GDP growth in Brazil has slowed from 4.5% in 2006-10 to 2.1% over 2011-14 and 0.1% in 2014. Inflation remains high, ending 2014 at 6.4%.
To address the current macro imbalances and revitalize growth, the authorities have formulated primary surplus targets for 2015 and 2016 (at 1.2% and 2% of GDP, respectively), compared with a primary deficit of 0.6% and an overall deficit of 6.7% of GDP in 2014. So far, they have announced measures to reduce entitlements, cut discretionary expenditures and reduce Treasury’s support to public banks and the electricity sector, in order to reduce the fiscal deficit.
The Current Account deficit has widened from 2.1% of GDP in 2011 to 4.2% in 2014 reflecting worsening terms of trade and declining exports of manufactured goods. While the deficit remains largely financed by FDI inflows (2.9% of GDP), portfolio flows have been volatile, highlighting vulnerabilities to capital flow reversals. Despite the poor economic performance and the pressures on the external sector, there is no immediate threat of an external crisis as Brazil has $360 billion of reserves (about 17% of GDP),
and a solid financial sector.
Due to a prolonged drought, there is risk of water and electricity rationing in parts of the country, which would have consequences for economic activity and prices, posing risks to real incomes, especially those of the poor.
Brazil’s medium-term outlook will depend on the success of the current adjustment and the adoption of further growth-enhancing reforms. To achieve higher growth in the medium-term, raising productivity and competitiveness is the crucial challenge for Brazil. With the growth drivers over the past decade — credit-fuelled consumption, labor expansion and the commodity boom — receding, growth will need to be based on higher investment and gains in productivity.
Brazil experiences extreme regional differences, especially in social indicators such as health, infant mortality and nutrition. The richer South and Southeast regions enjoy much better indicators than the North and Northeast.
Despite the achievements in poverty reduction over the last decade, inequality remains at relatively high levels for a middle income country. After having reached universal coverage in primary education, Brazil is now struggling to improve the quality and outcomes of the system, especially at the basic and secondary levels.

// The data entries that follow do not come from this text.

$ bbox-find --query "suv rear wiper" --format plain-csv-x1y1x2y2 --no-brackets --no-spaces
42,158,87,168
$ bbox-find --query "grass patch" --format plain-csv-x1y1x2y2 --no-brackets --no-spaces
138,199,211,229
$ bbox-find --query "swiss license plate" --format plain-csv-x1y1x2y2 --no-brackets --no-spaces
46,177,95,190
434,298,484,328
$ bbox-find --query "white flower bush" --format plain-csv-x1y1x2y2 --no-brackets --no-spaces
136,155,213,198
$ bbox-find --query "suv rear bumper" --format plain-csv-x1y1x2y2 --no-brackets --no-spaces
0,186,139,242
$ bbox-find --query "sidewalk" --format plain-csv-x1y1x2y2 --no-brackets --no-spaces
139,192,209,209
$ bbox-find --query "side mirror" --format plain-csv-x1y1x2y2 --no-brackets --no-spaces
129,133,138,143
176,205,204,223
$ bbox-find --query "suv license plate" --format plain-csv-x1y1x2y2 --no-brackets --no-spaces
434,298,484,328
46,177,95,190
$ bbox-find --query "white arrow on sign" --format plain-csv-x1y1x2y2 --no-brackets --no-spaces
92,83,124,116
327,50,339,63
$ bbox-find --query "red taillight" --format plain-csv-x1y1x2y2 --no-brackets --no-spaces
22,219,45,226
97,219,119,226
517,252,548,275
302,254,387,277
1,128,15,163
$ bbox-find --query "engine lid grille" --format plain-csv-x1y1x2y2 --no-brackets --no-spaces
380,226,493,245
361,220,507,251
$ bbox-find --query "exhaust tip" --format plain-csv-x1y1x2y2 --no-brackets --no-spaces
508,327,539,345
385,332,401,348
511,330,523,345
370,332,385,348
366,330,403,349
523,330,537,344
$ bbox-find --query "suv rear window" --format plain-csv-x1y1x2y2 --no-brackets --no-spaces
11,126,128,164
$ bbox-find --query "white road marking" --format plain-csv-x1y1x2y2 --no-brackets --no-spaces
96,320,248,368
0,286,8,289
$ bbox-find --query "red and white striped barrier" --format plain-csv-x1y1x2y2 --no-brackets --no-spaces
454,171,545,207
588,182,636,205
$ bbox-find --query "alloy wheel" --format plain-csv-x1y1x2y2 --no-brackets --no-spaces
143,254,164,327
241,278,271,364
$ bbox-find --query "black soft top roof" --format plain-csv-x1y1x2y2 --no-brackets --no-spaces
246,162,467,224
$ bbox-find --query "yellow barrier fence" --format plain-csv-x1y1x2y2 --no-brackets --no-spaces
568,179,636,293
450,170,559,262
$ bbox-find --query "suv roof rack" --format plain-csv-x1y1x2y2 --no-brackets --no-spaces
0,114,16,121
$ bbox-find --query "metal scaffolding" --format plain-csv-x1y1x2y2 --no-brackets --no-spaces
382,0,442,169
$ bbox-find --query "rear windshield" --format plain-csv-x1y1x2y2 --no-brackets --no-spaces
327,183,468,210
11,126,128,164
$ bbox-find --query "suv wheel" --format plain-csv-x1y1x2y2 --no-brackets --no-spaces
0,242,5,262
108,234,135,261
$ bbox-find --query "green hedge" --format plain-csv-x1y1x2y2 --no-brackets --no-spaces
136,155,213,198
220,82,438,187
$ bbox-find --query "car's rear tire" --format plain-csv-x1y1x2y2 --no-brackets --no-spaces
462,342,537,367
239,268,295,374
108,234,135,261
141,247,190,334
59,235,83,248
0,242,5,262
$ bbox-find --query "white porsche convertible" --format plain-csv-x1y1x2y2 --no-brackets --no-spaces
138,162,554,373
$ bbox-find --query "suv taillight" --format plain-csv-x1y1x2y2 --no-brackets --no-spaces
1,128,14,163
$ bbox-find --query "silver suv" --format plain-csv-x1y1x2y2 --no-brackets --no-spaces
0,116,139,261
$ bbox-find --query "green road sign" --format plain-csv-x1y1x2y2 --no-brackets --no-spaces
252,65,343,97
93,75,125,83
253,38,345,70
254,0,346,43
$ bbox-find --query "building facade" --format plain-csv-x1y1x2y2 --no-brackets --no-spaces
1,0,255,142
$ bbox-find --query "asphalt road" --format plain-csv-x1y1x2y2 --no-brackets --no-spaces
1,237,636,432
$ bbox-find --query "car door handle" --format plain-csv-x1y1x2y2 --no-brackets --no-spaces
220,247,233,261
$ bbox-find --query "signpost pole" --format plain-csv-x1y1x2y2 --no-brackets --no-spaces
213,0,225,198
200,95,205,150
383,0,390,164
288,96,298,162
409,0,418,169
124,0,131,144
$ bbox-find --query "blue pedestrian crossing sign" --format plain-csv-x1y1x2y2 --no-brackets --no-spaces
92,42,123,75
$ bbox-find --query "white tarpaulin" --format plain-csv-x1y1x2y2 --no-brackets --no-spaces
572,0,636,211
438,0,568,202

There has been enormous progress in decreasing deforestation of the rain forest and other sensitive biomes, but the country faces important development challenges in combining the benefits of agricultural growth, environmental protection and the sustainable development.
As one of the leading nations on climate negotiations, Brazil has committed voluntarily to reducing its greenhouse gas emissions by between 36.1% and 38.9% until 2020 and should achieve this goal early.